Fenestration Canada hosted a series of webinars recently that dive deeper into code changes that came with the 2010 North American Fenestration Standard (NAFS). The first in the three-part series was a review of recent Canadian building codes and standards changes.

“Typically the code is written every five years” said Jeff Baker, technical consultant for Fenestration Canada. He explained the 2010 code has been adopted in British Columbia, Saskatchewan, Manitoba, Ontario, Nova Scotia, Yukon and the Northwest Territories with Ontario and British Columbia having written their own modified code.

The full list of the tests and prescriptive requirements in the 2010 NAFS code change.
The full list of the tests and prescriptive requirements in the 2010 NAFS code change.

According to the Baker, the 2010 code had one significant change that took place – the NAFS and its Canadian supplement.

The NAFS covers windows, doors and skylights and has prescriptive requirements and performance testing requirements, including testing of air leakage, water penetration and forced entry resistance among other things.

“This is the responsibility of the manufacturers – to make sure they are testing to all of these tests as part of the standards,” said Baker.

The performance grades of NAFS consists of four performance classes of products: R, LC, CW and AW. Performance grades are then based on the design, structural test and water penetration resistance test pressure.

“In all cases, you have to meet at least three of those requirements as well as anything else in the performance grade standard,” said Baker.

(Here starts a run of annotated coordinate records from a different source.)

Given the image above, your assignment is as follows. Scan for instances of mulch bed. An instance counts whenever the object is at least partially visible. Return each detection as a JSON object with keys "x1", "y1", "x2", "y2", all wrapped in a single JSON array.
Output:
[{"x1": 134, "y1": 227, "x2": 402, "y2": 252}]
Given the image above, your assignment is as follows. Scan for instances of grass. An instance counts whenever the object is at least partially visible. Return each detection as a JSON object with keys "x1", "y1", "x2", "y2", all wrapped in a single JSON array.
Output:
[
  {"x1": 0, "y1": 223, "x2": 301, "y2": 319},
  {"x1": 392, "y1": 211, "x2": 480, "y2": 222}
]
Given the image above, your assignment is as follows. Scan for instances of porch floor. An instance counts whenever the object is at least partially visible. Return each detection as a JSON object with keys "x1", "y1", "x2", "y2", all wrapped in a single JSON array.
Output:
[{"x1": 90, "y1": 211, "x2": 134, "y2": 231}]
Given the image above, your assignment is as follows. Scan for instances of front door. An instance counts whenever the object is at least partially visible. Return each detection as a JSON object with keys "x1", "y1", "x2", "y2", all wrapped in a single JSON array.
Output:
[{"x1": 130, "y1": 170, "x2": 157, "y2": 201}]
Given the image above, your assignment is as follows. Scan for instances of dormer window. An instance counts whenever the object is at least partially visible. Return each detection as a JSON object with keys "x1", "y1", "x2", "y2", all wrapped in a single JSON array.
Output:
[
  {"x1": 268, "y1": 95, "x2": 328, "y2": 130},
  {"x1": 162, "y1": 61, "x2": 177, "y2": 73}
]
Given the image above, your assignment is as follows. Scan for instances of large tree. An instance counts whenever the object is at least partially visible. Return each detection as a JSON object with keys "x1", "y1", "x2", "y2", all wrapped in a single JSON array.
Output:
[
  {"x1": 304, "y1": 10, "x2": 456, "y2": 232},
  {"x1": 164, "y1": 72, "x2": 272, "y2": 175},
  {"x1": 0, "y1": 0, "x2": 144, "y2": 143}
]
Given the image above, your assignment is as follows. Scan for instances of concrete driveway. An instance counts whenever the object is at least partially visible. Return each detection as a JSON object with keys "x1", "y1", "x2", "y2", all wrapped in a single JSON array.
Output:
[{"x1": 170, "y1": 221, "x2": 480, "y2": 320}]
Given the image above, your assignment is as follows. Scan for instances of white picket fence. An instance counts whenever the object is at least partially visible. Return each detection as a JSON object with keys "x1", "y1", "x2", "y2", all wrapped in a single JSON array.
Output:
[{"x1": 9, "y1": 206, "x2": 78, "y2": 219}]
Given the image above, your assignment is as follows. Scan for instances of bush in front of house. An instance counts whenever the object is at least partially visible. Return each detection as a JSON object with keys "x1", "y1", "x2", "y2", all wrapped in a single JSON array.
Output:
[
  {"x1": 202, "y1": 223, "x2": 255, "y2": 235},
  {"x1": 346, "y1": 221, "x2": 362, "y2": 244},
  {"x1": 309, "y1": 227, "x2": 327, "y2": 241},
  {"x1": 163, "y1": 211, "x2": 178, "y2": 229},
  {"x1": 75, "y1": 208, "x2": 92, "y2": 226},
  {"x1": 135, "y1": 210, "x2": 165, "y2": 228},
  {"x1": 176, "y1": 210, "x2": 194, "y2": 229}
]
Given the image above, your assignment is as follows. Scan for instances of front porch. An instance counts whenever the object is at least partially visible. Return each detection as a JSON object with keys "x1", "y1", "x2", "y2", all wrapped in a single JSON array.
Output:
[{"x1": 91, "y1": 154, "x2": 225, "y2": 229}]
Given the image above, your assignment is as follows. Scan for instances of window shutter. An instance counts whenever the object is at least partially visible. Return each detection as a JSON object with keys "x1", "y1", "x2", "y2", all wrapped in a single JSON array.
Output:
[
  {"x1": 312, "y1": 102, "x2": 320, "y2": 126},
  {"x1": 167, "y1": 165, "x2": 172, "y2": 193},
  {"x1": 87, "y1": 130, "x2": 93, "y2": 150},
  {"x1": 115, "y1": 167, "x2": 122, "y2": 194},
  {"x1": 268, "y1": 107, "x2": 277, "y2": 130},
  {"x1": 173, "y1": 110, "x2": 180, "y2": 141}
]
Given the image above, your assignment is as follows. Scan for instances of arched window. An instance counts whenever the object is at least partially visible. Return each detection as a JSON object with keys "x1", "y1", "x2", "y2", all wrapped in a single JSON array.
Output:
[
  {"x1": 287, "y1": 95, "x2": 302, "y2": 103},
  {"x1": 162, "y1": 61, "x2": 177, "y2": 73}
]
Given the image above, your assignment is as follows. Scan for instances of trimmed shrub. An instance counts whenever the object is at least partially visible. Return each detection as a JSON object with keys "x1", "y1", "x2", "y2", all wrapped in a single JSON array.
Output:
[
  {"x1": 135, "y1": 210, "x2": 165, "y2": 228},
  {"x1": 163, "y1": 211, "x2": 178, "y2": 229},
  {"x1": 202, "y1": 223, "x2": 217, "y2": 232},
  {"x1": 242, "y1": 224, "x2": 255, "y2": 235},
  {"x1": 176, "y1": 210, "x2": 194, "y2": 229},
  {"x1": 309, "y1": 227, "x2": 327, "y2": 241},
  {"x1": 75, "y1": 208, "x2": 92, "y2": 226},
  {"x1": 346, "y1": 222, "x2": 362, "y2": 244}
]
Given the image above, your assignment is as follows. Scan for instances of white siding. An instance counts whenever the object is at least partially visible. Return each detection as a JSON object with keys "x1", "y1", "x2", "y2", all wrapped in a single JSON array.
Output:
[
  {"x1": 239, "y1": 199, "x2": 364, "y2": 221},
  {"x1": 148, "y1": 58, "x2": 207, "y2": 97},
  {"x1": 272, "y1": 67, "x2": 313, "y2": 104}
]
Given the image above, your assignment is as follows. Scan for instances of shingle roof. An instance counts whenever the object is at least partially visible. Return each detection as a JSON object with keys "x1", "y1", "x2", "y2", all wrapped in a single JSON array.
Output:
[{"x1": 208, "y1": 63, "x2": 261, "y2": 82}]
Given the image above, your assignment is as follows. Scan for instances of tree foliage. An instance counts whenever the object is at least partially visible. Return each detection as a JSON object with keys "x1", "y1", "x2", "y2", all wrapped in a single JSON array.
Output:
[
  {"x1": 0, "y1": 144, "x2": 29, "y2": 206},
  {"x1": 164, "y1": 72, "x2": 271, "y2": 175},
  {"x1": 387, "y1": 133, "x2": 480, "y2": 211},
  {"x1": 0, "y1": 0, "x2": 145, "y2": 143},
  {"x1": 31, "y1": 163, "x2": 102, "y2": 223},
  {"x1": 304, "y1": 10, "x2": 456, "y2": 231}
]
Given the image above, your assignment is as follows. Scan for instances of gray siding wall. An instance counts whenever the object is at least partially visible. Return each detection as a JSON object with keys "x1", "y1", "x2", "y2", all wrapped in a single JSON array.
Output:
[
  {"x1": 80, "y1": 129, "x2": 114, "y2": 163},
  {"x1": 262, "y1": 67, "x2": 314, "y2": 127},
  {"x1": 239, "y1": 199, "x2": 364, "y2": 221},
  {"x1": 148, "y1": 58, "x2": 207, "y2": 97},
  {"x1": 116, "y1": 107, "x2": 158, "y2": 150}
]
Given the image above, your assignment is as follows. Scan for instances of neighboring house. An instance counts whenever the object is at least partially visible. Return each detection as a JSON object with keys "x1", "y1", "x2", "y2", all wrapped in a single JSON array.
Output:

The Canadian supplement to NAFS required one more test and slightly stricter guidelines. They include:

  • Section 5.1
    • Insect screen serviceability test
    • 60 N force put in on outward direction
  • Section 5.2
    • Operating force requirement including the maximum force used to operate being more stringent than in the U.S.
  • Section 5.3
    • Water penetration resistance test pressure goes to 730Pa in Canada
  • Section 5.4
    • Air infiltration and exfiltration levels must be at A2 level

“You must test to the Canadian levels – you cannot stop [at the] U.S. levels,” in order to meet Canadian standards, said Baker.